Jesus’ sermon on the mount is probably the most well-known sermon in all the Bible. It consists of three chapters in the gospel of Matthew (5-7) and it contains some of the most radical teaching the world has ever known. Here Jesus instructs His disciples to love and pray for their enemies (5:43-44). He says that not only is the physical act of adultery wrong, but so is looking upon another with lust (5:27-30). He says that hate and animosity towards a brother is just as wrong as murder (5:21-24). In this sermon Jesus sets a very high moral standard.
In fact, one of the things that make this sermon so challenging to the hearer is that right at the beginning Jesus targets the source of all man’s actions – his heart! As He begins this famous sermon the Lord announces the blessings that will come upon those who develop eight specific godly qualities in their hearts.
- “Blessed are the poor in spirit, for theirs is the kingdom of heaven” (Matthew 5:3). In this context the “poor in spirit” are those who recognize the need for God in their lives. It is those who humbly seek God’s love, mercy, grace, and forgiveness. It is those who understand that they don’t deserve the wonderful gift of salvation that God offers to all mankind (Titus 2:11). God rewards the poor in spirit with eternal life in heaven.
- “Blessed are those who mourn, for they shall be comforted” (Matthew 5:4). There are many things in life that cause us to mourn (the death of a loved one, the regret we feel after we do something wrong towards another, etc.), but here Jesus has something very specific in mind. What the Lord speaks of here connects back to the previous verse. Once awakened by our need for God’s forgiveness, grace, and mercy, we should then feel an intense feeling of grief over our sins. We should mourn our sins because they hurt God and cut off our relationship with Him (Genesis 6:5; Isaiah 59:1-2). King David is an example of someone who understood the value of mourning the negative impact of sin (Psalm 51:1-5).
- “Blessed are the gentle, for they shall inherit the earth” (Matthew 5:5). Being gentle means that we are always going to be calm and considerate towards others. It means that we are always going to be careful when handling various situations with people, even when we are angry or provoked. Jesus was certainly someone who was humble and gentle in heart (Matthew 11:29).
- “Blessed are those who hunger and thirst for righteousness, for they shall be filled” (Matthew 5:6). People who hunger and thirst for righteousness do more than grieve over their sins. They also long to be constantly fed with God’s word (Psalm 119:97). They worship God in spirit and truth on the first day of the week (John 4:24; Acts 20:7). They repent and turn away from sin (Luke 13:3). They obey Jesus’ command to be immersed for the forgiveness of sins (Acts 2:38; Mark 16:16). When you hunger and thirst for righteousness, Jesus will make sure you are filled (John 6:35).
- “Blessed are the merciful, for they will receive mercy” (Matthew 5:7). This quality means that we will not only have compassion towards the sufferings of others, but we will also be driven to relieve others of that suffering (see the example of the good Samaritan in Luke 10:30-37). We can’t reasonably expect to receive God’s mercy if we are unwilling to exercise mercy on others (Matthew 18:21-35).
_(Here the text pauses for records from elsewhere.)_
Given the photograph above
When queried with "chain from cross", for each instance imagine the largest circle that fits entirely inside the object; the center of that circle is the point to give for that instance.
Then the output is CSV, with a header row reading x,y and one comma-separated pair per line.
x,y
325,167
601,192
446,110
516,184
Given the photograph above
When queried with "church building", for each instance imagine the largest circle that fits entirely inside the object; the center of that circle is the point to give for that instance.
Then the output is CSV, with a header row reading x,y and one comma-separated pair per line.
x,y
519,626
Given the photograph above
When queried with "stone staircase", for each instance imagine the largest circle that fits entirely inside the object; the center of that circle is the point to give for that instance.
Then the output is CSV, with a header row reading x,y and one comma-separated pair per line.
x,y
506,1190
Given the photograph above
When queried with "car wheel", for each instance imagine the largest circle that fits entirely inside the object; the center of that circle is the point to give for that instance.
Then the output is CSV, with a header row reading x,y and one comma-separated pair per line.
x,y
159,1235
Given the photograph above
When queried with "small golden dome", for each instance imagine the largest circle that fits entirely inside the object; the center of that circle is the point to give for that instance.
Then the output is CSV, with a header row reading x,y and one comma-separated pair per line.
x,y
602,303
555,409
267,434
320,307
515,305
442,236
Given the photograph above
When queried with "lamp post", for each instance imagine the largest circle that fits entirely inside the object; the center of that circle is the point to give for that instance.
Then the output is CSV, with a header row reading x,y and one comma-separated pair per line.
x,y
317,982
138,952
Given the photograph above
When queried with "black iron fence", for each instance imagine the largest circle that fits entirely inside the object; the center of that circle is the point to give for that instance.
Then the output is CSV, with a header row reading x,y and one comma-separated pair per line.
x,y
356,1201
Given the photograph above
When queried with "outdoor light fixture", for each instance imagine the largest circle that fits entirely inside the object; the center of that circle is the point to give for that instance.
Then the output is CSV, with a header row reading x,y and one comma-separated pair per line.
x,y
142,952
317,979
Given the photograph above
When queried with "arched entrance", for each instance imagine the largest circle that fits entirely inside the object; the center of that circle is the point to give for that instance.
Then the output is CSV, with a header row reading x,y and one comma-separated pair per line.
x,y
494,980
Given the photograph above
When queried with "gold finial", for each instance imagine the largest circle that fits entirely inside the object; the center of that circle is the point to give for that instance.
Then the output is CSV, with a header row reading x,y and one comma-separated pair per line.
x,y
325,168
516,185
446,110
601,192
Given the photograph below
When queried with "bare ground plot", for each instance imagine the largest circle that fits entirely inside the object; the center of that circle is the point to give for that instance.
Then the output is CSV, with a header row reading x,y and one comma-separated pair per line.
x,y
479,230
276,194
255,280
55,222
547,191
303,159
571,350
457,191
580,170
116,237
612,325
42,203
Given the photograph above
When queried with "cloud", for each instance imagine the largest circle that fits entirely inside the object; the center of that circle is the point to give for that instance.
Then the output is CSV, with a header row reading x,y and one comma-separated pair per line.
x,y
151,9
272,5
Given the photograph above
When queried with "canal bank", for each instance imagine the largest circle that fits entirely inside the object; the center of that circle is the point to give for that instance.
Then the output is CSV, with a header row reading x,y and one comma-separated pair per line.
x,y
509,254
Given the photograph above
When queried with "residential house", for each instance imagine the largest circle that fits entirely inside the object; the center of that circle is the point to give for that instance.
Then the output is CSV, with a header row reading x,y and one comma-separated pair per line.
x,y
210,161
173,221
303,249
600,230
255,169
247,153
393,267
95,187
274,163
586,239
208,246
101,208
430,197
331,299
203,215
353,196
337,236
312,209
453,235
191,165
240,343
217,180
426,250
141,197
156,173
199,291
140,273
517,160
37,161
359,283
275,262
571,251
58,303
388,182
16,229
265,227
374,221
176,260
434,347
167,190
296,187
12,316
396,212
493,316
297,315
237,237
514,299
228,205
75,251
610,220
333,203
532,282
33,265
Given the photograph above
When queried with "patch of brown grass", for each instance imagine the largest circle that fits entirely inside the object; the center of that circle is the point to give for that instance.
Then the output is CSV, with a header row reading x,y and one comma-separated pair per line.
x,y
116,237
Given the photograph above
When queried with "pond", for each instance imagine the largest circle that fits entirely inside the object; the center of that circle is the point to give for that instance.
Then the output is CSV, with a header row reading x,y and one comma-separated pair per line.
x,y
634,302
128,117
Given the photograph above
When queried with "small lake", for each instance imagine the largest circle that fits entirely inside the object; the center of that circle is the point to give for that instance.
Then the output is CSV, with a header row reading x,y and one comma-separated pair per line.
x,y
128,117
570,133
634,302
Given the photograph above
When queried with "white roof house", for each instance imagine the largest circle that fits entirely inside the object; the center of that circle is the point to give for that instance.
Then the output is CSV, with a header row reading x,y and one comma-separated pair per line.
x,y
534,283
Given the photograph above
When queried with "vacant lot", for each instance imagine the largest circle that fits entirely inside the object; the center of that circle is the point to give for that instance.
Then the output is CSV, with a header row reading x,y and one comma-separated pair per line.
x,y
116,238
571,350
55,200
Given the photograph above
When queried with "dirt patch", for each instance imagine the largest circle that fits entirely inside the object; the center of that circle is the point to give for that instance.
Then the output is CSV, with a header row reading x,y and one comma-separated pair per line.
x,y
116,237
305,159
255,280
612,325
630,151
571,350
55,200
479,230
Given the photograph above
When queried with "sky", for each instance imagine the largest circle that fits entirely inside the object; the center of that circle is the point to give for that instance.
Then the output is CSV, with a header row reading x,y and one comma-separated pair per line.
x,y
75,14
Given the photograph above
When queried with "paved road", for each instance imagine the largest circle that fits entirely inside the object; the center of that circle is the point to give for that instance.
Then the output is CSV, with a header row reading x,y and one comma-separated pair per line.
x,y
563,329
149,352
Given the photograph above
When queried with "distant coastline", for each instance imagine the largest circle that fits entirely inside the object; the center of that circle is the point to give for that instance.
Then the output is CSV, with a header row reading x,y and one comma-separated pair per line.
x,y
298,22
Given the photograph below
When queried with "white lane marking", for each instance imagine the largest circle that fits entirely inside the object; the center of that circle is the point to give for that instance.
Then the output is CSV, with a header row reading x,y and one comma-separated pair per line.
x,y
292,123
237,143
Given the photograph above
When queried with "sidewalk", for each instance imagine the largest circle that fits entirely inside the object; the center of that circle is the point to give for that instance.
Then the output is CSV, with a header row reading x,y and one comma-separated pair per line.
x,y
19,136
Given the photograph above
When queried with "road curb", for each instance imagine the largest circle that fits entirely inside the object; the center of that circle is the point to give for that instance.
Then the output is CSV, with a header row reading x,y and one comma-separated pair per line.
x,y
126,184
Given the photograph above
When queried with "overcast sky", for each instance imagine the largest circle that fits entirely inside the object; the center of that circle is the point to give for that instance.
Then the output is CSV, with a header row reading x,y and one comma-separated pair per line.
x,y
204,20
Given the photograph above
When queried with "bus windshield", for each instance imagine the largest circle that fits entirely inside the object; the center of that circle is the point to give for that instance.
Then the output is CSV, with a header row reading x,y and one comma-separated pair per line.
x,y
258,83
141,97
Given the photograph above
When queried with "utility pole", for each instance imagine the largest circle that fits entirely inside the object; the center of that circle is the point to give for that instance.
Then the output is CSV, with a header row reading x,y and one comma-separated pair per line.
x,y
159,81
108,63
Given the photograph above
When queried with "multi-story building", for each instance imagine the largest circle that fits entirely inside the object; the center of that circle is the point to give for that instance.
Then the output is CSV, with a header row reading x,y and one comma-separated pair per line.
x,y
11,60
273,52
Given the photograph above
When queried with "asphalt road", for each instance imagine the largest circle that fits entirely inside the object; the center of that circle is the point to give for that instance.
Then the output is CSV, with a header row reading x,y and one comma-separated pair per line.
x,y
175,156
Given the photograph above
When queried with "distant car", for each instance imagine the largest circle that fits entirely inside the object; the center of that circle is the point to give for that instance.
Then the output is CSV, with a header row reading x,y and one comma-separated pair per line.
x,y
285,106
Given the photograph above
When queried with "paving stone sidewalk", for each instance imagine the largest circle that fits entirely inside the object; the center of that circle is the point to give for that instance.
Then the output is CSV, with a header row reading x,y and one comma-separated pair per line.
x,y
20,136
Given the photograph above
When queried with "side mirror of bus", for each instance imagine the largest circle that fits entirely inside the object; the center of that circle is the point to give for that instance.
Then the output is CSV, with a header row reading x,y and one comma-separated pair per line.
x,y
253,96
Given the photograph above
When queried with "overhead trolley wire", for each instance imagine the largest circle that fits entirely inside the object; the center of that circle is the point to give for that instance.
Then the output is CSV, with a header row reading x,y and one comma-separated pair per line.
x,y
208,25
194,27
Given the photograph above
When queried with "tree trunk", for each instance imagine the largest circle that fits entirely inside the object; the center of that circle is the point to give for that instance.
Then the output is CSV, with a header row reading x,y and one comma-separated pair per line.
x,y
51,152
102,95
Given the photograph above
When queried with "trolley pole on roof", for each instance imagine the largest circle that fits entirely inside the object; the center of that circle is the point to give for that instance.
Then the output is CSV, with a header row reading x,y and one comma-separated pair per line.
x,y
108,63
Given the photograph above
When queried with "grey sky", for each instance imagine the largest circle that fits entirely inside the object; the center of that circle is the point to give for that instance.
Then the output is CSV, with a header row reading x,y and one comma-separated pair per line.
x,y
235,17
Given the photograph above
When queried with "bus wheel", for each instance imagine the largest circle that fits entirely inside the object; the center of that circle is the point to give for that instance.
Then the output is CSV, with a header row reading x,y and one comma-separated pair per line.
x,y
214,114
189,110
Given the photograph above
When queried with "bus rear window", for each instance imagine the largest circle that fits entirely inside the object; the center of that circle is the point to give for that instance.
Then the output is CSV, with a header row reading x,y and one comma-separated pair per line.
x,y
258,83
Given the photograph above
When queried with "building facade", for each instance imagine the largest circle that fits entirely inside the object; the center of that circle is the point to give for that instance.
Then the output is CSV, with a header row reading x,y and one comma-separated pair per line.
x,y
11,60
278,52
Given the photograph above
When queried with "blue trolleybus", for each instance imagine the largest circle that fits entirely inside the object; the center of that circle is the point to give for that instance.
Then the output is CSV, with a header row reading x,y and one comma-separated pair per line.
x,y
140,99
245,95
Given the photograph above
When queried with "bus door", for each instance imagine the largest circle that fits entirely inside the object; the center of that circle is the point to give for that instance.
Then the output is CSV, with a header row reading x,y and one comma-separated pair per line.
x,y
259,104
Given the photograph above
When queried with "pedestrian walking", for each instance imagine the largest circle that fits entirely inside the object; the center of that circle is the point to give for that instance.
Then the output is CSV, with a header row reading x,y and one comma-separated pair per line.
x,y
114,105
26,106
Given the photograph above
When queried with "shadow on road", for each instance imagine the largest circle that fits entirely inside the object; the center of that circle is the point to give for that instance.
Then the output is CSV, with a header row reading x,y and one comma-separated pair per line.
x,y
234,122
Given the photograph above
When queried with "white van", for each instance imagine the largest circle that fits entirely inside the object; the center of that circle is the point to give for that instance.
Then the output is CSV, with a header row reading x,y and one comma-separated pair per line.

- “Blessed are the pure in heart for they shall see God” (Matthew 5:8). It is true that we are to have morally pure hearts (Proverbs 4:23). But here in the context it appears that Jesus is talking about living a life where our hearts are consistent with our actions. He is talking about developing a real and genuine faith (2 Timothy 1:5). Only these people will get to one day see God. Those who live double lives (like the scribes and Pharisees at this time) will not!
- “Blessed are the peacemakers, for they shall be called the sons of God” (Matthew 5:9). Much of the disciple’s life is about striving for peace. We want to be at peace with God (Ephesians 2:14). We want to be at peace with fellow disciples (1 Thessalonians 5:13; Romans 14:19). We want to be at peace with all men (Romans 12:18). Striving for peace is one of the marks of a true child of God.
- “Blessed are those who have been persecuted for the sake of righteousness, for theirs is the kingdom of heaven” (Matthew 5:10). This is probably the most shocking of all the qualities listed. It seems to deviate from the pattern Jesus has been following. It doesn’t describe the character we are to possess, but how others in the world will respond to our character if we follow Jesus. When we stand with Jesus some will mock, laugh, and ridicule us. But that is okay. God is watching and He will one day reward us for our commitment with something great in heaven (Matthew 5:11-12).
Do you have these eight qualities in your heart? If not, challenge yourself to develop and maintain them. According to Jesus, doing so will lead to some of the greatest blessings you could ever have in your life!